G.I.B.: Herr Prof. Dr. Mühlbradt, der digitale Wandel und die Auswirkungen auf die Arbeitswelt sind in aller Munde. Wie erleben Sie diesen Prozess?
Dr. Thomas Mühlbradt: Ich erlebe diesen Prozess insbesondere auf zwei Ebenen. Zunächst einmal blicke ich als Psychologe mit dem Schwerpunkt Arbeits- und Organisationspsychologie darauf. Die englische Psychologin Lisanne Bainbridge wies schon im Jahr 1983 in einem Artikel mit dem Titel „Ironies of Automation“ auf die widersprüchliche Situation hin, dass wir automatisieren, um die Fehlerquelle Mensch zu eliminieren, aber durch die Automatisierung wieder neue Fehlermöglichkeiten schaffen. Und ihre These ist wahrer denn je. Wenn ich Prozesse noch schneller, intensiver und stärker automatisieren kann, erhöht das die Komplexität und potenziert die „Ironies of Automation“ in einem Maße, wie Bainbridge das nie voraussehen konnte. Auf der anderen Seite wissen wir aus vielen Jahren wissenschaftlicher Forschung, dass Menschen eine Reihe von Denkfehlern unterlaufen. Eigentlich könnten wir also maschinelle Unterstützung für viele Dinge gut gebrauchen. Zum Beispiel, um Muster in einer unüberschaubaren Menge von Daten zu erkennen oder um durch Visualisierung Trends zu erkennen. Das ist ein vielversprechendes Gestaltungsfeld.

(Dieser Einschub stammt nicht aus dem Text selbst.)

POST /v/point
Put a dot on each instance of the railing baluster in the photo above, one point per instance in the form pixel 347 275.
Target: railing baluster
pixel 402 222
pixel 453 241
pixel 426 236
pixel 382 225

Als MTM-Mitarbeiter schaue ich andererseits auf den digitalen Wandel auch mit dem Blick auf die Veränderung der Arbeitswirtschaft im Bereich der Industrial Engineers. Da sind wir selber sozusagen Gegenstand der Digitalisierung, orientieren uns am Stand der Technik und versuchen, neue Produkte zu entwickeln.
G.I.B.: Wie gehen kleine und mittlere Unternehmen (KMU) Ihrer Einschätzung nach mit dem digitalen Wandlungsprozess um?
Dr. Thomas Mühlbradt: Das haben wir uns im Rahmen des Projekts KMU 4.0 näher anschauen können. Alle teilnehmenden Unternehmen sind kleine produzierende Unternehmen. Diese Unternehmen gehen anders mit dem Digitalisierungsprozess um als Großunternehmen. Bei ihnen geht es konkret um zwei Fragen: Wie kann ich durch Digitalisierung schneller und sparsamer produzieren? Und zweitens: Welche Produkte kann ich entwickeln?
Ein Problem-Thema in der Produktion ist die Frage der Transparenz des gesamten Wertschöpfungsprozesses. Man muss sich vorstellen, dass die Unternehmen teilweise mit Software und Lösungen arbeiten, die in den 1990er Jahren konzipiert wurden. Sie sind damit in der Lage, die Finanzbuchhaltung ordentlich zu bewerkstelligen und die Eingangsdaten der Aufträge zu erfassen, doch wenn der Auftrag in die Produktion geht, fällt er in ein großes schwarzes Loch. Man möchte aber heute genauer wissen, an welcher Maschine sich das Produkt gerade befindet, wie viel Material an welchem Ort auf Lager ist. Bisher läuft sehr viel auf Zuruf und erfahrungsbasiert. Der Meister in der Produktion „meistert“ die Arbeiten, die zu tun sind. Wenn er ausfällt, ist es mit der Transparenz vorbei. Man kann auf ein neues ERP-System1 umsteigen. So lässt sich beispielsweise die Produktionsplanung und -steuerung in ein einziges System zusammenführen und mit relativ schnell erstellbaren Apps arbeiten, die auf Smartphones laufen. Das ergibt neue Gestaltungsmöglichkeiten.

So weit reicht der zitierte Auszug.